Proteomic characterization of UF-SEC EVs, UC EVs and UF-SEC protein from BEAS-2B cells. (a) Venn diagram of the proteins identified for UF-SEC EVs, UC EVs and UF-SEC protein. (b) Functional enrichment analysis for cellular component GO terms. (c) Functional enrichment analysis for biological process GO terms. (d) Functional enrichment analysis for manually curated biological pathways. (e) Venn diagram of proteins identified in UF-SEC EVs and UC EVs but not UF-SEC protein from BEAS-2B cells (BEAS-2B EVS) compared to the total lung cancer EV associated proteome and the lung cancer specific proteome according to Hurwitz et al.. (f) Functional enrichment analysis for the site of expression for the BEAS-2B EV proteome and the lung cancer-specific proteome proposed by Hurwitz et al..

Figure 5

Differential functional effects of EVs and free secreted protein.

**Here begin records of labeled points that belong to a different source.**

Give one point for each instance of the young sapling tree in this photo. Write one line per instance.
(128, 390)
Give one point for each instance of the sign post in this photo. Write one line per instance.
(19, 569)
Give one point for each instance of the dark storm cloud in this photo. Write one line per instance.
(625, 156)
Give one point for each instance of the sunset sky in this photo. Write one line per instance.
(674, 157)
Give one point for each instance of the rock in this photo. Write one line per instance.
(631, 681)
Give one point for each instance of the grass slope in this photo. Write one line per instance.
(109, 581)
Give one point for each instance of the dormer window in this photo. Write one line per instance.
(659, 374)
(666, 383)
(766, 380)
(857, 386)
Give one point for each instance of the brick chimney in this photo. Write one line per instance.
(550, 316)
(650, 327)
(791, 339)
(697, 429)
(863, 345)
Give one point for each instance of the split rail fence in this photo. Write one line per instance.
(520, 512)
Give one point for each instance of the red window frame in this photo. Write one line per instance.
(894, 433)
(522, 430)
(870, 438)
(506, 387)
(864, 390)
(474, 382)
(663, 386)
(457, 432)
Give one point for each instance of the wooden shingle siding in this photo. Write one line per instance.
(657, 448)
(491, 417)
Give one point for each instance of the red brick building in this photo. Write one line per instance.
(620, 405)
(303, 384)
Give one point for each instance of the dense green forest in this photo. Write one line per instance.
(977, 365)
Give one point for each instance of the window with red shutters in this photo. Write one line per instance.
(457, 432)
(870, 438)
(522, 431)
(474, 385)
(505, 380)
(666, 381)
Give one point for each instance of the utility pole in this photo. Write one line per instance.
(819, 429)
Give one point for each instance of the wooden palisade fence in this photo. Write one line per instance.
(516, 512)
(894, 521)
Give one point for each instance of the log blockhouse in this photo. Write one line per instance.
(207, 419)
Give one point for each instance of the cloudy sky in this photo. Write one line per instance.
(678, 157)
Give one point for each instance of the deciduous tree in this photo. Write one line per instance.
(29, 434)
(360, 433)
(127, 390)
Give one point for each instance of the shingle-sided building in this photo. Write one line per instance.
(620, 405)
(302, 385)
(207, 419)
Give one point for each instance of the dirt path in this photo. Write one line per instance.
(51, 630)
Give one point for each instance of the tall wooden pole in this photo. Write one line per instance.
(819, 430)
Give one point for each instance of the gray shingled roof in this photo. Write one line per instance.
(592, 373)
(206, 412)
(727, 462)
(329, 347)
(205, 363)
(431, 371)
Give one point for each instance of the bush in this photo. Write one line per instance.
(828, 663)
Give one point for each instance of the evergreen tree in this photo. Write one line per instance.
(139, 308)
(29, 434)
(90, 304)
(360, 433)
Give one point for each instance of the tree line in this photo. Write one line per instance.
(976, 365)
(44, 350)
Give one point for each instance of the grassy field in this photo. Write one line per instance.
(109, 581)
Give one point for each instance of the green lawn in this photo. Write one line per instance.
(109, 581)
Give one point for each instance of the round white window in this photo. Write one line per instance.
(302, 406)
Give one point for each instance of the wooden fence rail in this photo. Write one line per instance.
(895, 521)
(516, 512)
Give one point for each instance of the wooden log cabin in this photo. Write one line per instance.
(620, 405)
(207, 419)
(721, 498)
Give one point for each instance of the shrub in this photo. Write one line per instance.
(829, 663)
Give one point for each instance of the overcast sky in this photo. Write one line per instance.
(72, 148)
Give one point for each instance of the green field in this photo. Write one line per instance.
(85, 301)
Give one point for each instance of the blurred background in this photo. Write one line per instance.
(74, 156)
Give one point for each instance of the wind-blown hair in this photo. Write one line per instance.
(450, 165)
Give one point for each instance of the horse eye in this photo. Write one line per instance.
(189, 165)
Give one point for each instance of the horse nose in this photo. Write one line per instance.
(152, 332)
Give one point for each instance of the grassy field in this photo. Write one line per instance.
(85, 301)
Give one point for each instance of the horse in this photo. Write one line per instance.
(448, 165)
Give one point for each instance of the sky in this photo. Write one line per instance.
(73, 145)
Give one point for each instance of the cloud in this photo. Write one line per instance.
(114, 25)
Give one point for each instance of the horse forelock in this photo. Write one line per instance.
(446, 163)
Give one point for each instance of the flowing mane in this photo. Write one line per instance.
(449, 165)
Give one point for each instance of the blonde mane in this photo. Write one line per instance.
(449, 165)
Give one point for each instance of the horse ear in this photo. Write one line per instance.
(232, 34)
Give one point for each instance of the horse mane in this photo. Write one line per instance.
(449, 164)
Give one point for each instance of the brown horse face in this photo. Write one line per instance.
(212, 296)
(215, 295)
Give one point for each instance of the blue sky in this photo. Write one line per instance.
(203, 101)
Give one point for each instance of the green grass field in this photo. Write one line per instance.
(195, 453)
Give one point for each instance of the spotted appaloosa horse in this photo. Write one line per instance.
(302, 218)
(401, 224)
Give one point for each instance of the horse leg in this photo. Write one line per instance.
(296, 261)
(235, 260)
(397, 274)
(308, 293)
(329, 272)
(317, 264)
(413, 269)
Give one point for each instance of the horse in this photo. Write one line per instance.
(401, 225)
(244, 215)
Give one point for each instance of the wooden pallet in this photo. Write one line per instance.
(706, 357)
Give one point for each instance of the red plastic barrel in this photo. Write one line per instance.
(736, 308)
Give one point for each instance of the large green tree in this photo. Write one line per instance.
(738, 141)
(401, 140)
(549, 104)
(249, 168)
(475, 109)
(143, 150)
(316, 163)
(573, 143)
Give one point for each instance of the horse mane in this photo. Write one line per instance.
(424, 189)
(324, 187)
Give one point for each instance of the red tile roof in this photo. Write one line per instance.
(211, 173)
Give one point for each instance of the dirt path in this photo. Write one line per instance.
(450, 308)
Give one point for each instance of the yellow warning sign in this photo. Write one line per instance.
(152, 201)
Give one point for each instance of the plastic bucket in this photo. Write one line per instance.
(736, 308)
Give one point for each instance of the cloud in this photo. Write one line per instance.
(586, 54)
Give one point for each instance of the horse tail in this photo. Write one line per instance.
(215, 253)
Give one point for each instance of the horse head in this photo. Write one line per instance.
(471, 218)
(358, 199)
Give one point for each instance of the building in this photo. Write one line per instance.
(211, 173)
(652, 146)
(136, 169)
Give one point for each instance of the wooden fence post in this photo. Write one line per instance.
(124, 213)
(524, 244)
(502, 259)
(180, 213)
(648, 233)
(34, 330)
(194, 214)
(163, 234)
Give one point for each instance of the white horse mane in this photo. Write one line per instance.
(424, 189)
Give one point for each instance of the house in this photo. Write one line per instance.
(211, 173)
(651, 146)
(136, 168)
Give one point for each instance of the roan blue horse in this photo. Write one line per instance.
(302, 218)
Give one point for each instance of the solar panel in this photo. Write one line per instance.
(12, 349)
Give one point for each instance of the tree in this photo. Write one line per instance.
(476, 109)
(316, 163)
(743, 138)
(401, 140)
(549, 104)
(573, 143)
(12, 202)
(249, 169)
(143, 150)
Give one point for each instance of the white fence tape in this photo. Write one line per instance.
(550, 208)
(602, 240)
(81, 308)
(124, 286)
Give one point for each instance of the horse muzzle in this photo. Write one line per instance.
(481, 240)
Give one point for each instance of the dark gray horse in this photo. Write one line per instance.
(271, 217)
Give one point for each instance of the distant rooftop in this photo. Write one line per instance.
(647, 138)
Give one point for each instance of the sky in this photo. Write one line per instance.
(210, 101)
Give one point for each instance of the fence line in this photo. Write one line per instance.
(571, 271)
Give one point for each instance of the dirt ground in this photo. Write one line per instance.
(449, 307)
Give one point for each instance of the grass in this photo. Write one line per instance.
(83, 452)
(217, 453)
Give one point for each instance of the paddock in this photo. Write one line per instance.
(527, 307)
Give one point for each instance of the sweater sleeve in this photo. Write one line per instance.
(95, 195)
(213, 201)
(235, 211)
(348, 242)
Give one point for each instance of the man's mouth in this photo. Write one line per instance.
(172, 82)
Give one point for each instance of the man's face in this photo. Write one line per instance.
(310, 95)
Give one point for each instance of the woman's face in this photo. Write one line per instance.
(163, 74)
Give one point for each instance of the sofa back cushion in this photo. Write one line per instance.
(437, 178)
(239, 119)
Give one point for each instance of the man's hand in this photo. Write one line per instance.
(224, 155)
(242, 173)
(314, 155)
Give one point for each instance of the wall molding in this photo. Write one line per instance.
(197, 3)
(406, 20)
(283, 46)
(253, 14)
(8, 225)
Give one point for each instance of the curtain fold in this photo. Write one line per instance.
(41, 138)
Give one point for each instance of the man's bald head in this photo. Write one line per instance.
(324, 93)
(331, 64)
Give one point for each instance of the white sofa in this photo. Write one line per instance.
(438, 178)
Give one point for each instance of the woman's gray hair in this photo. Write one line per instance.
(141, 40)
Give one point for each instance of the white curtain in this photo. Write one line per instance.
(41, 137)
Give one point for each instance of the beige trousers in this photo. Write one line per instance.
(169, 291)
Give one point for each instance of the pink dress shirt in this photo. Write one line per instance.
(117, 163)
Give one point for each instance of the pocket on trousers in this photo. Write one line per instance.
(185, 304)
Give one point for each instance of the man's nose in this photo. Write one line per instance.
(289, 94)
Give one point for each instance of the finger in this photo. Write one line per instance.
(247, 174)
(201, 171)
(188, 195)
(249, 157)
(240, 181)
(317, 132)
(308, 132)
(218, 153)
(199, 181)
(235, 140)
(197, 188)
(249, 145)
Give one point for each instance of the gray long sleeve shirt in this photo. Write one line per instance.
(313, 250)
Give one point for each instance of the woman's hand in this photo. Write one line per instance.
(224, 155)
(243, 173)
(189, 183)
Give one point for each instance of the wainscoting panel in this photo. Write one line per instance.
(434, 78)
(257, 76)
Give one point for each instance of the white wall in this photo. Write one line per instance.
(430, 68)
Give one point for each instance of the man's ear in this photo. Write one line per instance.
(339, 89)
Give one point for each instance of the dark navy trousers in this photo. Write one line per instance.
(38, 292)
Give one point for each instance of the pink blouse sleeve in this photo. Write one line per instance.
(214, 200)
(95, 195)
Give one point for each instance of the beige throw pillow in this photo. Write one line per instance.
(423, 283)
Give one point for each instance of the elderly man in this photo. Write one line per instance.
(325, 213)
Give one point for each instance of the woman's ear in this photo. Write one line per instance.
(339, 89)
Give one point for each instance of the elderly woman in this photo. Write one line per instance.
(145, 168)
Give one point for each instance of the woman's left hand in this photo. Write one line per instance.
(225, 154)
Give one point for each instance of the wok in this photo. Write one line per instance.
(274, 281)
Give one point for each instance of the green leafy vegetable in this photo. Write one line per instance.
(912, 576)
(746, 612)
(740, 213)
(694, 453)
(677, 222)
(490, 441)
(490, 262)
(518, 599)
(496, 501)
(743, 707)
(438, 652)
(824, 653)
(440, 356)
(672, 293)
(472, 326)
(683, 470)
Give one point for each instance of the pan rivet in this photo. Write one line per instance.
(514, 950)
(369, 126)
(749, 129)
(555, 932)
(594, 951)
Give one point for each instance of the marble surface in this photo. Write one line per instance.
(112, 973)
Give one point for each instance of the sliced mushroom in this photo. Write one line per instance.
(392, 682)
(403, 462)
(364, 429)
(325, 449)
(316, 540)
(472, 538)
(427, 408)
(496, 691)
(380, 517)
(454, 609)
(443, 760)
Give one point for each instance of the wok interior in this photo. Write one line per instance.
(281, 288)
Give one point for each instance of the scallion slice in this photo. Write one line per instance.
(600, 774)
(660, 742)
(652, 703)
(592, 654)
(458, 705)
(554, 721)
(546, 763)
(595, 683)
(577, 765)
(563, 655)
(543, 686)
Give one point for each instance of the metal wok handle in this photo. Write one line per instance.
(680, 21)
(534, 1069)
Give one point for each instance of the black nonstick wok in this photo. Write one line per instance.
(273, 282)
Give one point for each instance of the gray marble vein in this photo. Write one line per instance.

Effect of the EVs obtained by UF-SEC or the protein fractions from unexposed (0% CSE) or CSE-stimulated BEAS-2B cells on (a) the IL-8 secretion of naïve BEAS-2B cells and (b) adhesion of THP-1 monocytes to HUVECs (overall p-value < 0.0001). Data was analysed by the Kruskall Wallis test followed by Dunn’s posthoc test. *p = 0.01-0.05, and ***p < 0.001 compared to the unstimulated control.